Die Höhle des Löwen hat sich eher als Schmusekätzchen rausgestellt. Beim diesjährigen Derby, habe ich mich das erste Mal zu den „Feinden“ in die Curva Nord gewagt. Im Vorhinein war die Kartensituation so, dass es von Seiten der Roma nur noch Karten für die Tribuna Monte Mario (Haupttribüne) für 110 Euro gab. Aus diesem Grund habe ich mich dazu entschlossen, Karten für 33 Euro in der Curva Nord bei den Laziali zu besorgen. Ich möchte hier noch erwähnen, dass die Mitarbeiter im Lazio Store wesentlich freundlicher sind und dort eine richtig familiäre Atmosphäre herrscht, während im Roma Store japanische Touristen sind, die sich ihr Urlaubsoutfit zusammenstellen.
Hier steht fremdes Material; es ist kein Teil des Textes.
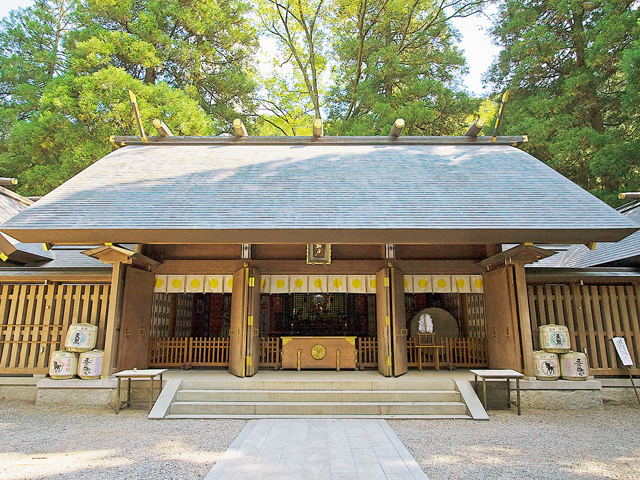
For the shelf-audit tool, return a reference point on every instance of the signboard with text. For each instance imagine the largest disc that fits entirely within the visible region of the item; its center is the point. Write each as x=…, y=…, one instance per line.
x=623, y=351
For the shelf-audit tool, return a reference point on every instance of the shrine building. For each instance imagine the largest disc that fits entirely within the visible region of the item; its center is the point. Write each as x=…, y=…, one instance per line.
x=316, y=252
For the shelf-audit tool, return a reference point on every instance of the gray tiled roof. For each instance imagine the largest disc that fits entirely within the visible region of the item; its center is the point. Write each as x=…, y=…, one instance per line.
x=10, y=204
x=323, y=187
x=605, y=253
Der ursprüngliche Plan war eigentlich, sofort ins Stadio Olimpico zu gehen, sobald die Tore geöffnet werden und dann versuchen über die Plexiglaswände in die Curva Sud zuklettern. Aufgrund vorabendlicher Aktivitäten hat sich der Zeitplan jedoch etwas nach hinten verlagert, so dass man sich erst um 14:00 im Stadion einfand (Anstoß 15:00) und sich schon die Ordner positioniert hatten. Im Nachhinein muss man sagen, dass dies auch besser so war, weil ein Lazio Anhänger genau das probiert hat, allerdings mit dem Ziel Curva Nord und dem Ergebnis einer Festnahme, inklusive Stadionverbot. Außerdem sind noch 2 Roma Anhänger verhaftet wurden, die versucht haben ohne Karten in die Curva Sud zu gelangen.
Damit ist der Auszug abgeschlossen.